Generalized Multitasking for Evolutionary Optimization of Expensive Problems

Conventional evolutionary algorithms (EAs) are not well suited for solving expensive optimization problems due to the fact that they often require a large number of fitness evaluations to obtain acceptable solutions. To alleviate the difficulty, this paper presents a multitasking evolutionary optimization framework for solving computationally expensive problems.

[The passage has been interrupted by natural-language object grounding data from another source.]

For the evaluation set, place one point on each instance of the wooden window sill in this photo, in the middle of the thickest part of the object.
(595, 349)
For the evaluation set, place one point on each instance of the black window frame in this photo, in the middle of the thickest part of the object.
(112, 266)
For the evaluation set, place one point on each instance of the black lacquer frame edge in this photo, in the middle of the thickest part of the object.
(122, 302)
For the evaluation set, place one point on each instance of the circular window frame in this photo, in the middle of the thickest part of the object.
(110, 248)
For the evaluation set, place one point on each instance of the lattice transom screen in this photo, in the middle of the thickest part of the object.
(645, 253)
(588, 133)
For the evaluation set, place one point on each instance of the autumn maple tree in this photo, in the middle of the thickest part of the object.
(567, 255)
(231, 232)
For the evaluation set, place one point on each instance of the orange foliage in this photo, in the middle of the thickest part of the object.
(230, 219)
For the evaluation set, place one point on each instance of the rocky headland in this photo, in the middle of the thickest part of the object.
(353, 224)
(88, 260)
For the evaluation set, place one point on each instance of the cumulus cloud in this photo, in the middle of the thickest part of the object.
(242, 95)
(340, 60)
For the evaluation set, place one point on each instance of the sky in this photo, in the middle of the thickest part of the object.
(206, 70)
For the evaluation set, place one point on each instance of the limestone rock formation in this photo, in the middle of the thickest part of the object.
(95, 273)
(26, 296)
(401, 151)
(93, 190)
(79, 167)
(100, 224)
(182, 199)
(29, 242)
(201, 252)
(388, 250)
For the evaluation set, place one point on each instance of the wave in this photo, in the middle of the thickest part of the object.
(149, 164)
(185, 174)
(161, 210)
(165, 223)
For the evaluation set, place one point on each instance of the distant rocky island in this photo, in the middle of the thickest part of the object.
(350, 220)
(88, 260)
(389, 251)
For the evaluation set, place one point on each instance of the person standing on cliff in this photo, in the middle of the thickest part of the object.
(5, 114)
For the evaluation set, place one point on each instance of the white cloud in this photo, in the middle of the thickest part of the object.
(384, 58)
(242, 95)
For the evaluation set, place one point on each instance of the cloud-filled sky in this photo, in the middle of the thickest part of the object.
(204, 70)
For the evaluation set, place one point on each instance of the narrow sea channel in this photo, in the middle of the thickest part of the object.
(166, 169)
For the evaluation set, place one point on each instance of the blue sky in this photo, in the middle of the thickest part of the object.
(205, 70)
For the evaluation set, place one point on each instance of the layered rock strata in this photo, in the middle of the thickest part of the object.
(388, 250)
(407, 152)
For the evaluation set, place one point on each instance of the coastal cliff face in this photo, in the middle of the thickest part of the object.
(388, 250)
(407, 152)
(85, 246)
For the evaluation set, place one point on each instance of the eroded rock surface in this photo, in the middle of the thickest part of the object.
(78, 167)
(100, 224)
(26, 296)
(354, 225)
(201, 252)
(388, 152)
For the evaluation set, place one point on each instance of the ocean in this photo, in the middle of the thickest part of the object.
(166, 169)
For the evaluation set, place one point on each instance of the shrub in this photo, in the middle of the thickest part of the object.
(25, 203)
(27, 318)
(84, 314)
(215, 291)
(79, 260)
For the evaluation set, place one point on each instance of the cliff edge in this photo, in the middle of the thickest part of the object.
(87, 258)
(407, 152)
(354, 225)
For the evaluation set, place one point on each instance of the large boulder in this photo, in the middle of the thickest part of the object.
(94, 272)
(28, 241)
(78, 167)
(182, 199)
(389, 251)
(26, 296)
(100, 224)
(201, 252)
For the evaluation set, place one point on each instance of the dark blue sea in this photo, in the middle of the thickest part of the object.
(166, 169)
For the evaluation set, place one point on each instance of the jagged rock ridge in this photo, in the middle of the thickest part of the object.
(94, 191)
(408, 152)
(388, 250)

In the framework, knowledge is transferred from a number of computationally cheap optimization problems to help the solution of the expensive problem on the basis of the recently proposed multifactorial EA (MFEA), leading to a faster convergence of the expensive problem. However, existing MFEAs do not work well in solving multitasking problems whose optimums do not lie in the same location or when the dimensions of the decision space are not the same. To address the above issues, the existing MFEA is generalized by proposing two strategies, one for decision variable translation and the other for decision variable shuffling, to facilitate knowledge transfer between optimization problems having different locations of the optimums and different numbers of decision variables. To assess the effectiveness of the generalized MFEA (G-MFEA), empirical studies have been conducted on eight multitasking instances and eight test problems for expensive optimization. The experimental results demonstrate that the proposed G-MFEA works more efficiently for multitasking optimization and successfully accelerates the convergence of expensive optimization problems compared to single-task optimization.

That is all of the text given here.